The Once and Future Equal Protection Doctrine?


This Essay is the third in a series of pieces exploring elements of the Court’s past and present equal protection jurisprudence. Here, we consider the concept of equality endorsed within the Fourteenth Amendment by looking to constitutional text and structure, and most importantly, the historical moment that produced the Reconstruction Amendments. We argue specifically that even though equality has previously been described as a nondescript or "empty" concept - capable of being interpreted as either a formalist mandate to treat all persons the same or as a means to ensure equal outcomes for certain historically disfavored groups - it should be read in light of the societal changes the Reconstruction Amendments ostensibly sought to achieve in the lives of freed slaves.

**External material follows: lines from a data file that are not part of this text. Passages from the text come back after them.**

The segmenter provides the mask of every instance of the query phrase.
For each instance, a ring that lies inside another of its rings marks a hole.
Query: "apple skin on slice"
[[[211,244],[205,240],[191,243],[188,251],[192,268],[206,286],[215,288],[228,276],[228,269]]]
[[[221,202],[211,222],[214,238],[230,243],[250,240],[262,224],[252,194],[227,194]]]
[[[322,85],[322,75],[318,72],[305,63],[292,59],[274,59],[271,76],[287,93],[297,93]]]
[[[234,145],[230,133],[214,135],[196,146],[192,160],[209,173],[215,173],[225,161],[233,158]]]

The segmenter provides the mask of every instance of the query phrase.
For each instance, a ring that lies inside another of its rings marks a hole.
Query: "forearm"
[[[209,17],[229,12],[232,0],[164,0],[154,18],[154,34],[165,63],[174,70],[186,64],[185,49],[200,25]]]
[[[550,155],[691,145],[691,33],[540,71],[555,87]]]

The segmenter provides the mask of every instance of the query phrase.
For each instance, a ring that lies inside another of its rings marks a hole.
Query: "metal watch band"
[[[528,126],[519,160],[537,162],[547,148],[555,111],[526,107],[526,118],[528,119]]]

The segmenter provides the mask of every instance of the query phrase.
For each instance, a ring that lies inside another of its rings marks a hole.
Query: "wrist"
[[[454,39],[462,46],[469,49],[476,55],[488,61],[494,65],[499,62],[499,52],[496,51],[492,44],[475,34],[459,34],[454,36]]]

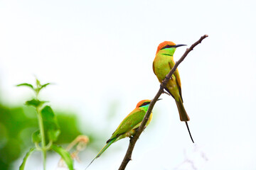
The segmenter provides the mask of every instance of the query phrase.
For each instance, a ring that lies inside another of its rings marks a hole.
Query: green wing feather
[[[129,132],[142,121],[145,114],[144,110],[139,108],[135,108],[122,121],[109,140]]]

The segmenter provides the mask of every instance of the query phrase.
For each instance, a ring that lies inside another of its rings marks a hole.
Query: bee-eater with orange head
[[[164,41],[158,46],[156,57],[153,62],[153,71],[160,83],[166,78],[166,76],[169,73],[175,64],[174,54],[176,47],[183,45],[176,45],[171,41]],[[179,113],[180,120],[186,123],[190,137],[193,142],[187,123],[187,121],[189,121],[189,117],[183,105],[181,83],[178,69],[176,69],[171,79],[168,81],[165,89],[175,99]]]
[[[133,110],[120,123],[117,130],[114,132],[110,138],[107,141],[107,144],[100,150],[95,159],[90,163],[87,168],[92,162],[100,157],[100,155],[114,142],[126,137],[132,137],[135,135],[137,130],[141,125],[144,117],[149,108],[150,100],[143,100],[139,101],[134,110]],[[146,127],[152,119],[152,113],[151,113]],[[87,169],[86,168],[86,169]]]

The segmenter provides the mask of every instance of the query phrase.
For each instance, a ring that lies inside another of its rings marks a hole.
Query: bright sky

We then consider what measure of equality can be ensured given the Court’s contemporary approach to adjudicating constitutional discrimination claims. We critique two of the Court’s jurisprudential innovations in the area of antidiscrimination law as particularly unhelpful: (1) reliance on a tiered-system of analysis for suspect classification claims; and (2) the requirement of the presence of purposeful governmental discrimination, rather than disparate impact, for proving constitutional discrimination claims. We argue that these approaches foreclose all but a very narrow scope of claims and undermine the type of protection the Fourteenth Amendment could and should guarantee, especially in light of its origins.